She still cannot accept it, though it had happened a year ago nearly to the day—all these morbid anniversaries—but she knows well enough what it had been for. The necessity of using force against fascism. That had been Julian’s line, and the thing that had brought him into conflict with Virginia and others, in person, over many a vituperative dinner, lunch and tea, as well as in writing, the letters, the essays, the articles.
“Violence must be met with violence,” he’d railed, “when the perpetrators are beyond human decency.” He’d detested what he called the insular humanism and conciliatory nonpolicies of the residual Left, who he’d said still blindly clung to the threadbare pacifism of their youth, as a child does to his blanket when the monster is beneath the bed. “Well,” he’d scolded, “this monster is no longer bound by the conventions of fairy tales. He is not beneath the bed. He is tearing apart the room all around you, yet you remain holed up in your cribs, squeezing your eyes as tight as they will shut, and clutching the covers over your heads, in the infantile hope that the scary thing will simply be a good chap and go away.”
It was, of course, his generation’s view of theirs (i.e., Bloomsbury), though Julian had mostly excepted Leonard from this attack on account of what he’d called (and rightly so) Leonard’s longstanding penchant for seeing sense and for taking a well-informed and consequently more nuanced view of the lessons of history. Still, they had all been squabbling like relatives—cleaving the age-old rift between parent and child—for the better part of the decade. But now there was no more talk. Action had taken its place, and duly exacted its consequence.
The death of one’s child. There is no name for it. Children without parents are orphans. Spouses are widows and widowers. But a mother who loses her firstborn child, what is she? Her condition is unspeakable, yet she is the very essence of tragedy, and therein she is given many proper names: Medea, Clytemnestra, Niobe.

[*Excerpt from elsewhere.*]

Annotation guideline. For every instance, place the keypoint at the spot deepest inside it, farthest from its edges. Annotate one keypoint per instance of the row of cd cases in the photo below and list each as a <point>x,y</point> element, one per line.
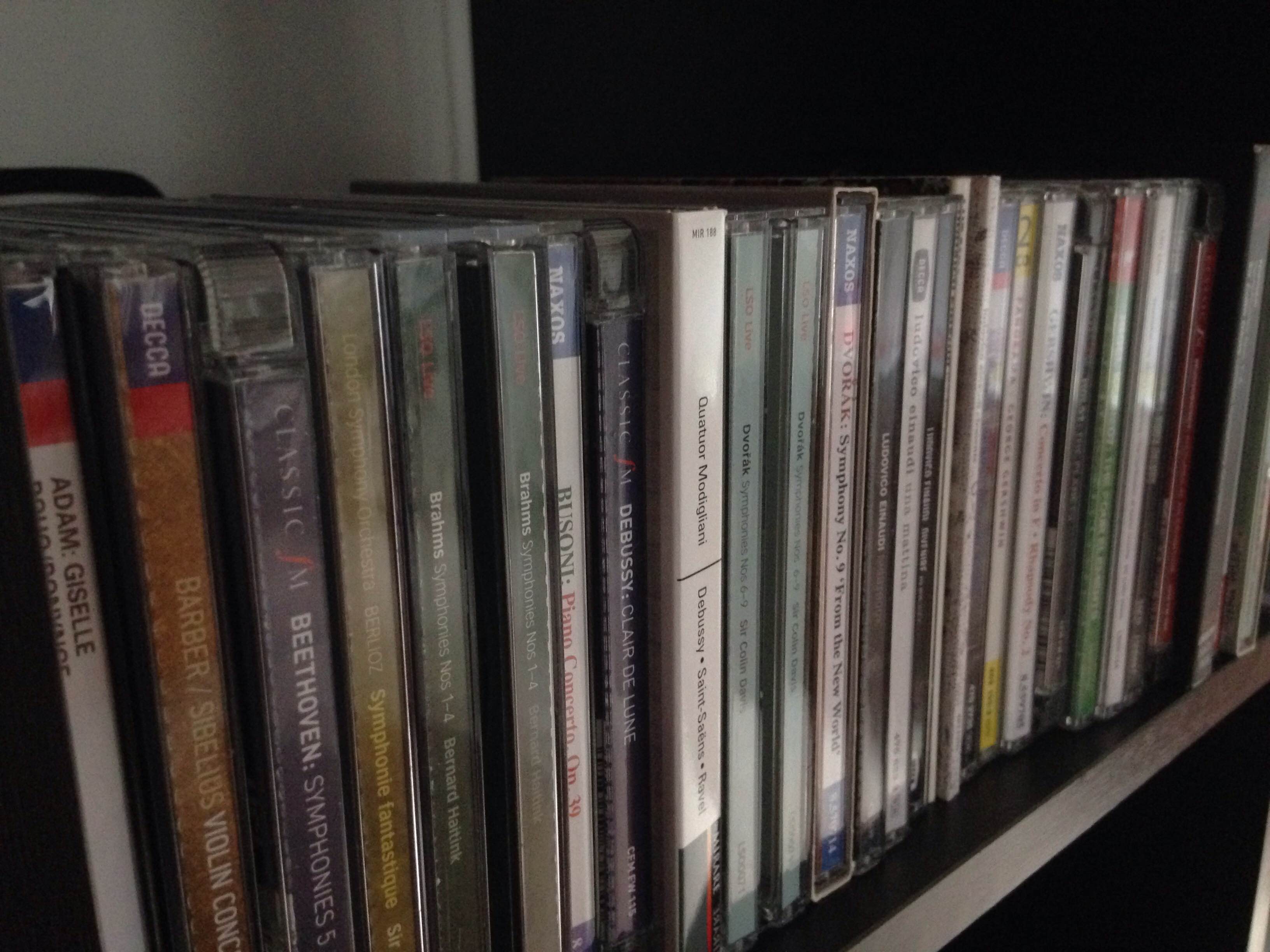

But Nessa is none of these. Hecuba bears the closest resemblance. Her Hector also died in war. But Julian was no Hector, even if he fancied himself as such. He did not die hot and quick on the sword of a demigod. He went slowly cold on a slab, riddled with anonymous shrapnel—it had been too far-flung to know whose, as if that would have somehow made a difference. Though maybe it would have. It might have seemed less futile if they’d at least known who the bastard was—the Hans or the Hermann or the Heinrich, for it had been a German plane, they knew that much—who’d dropped the bomb that had landed in Julian’s plot and thrown its scraps into his lungs.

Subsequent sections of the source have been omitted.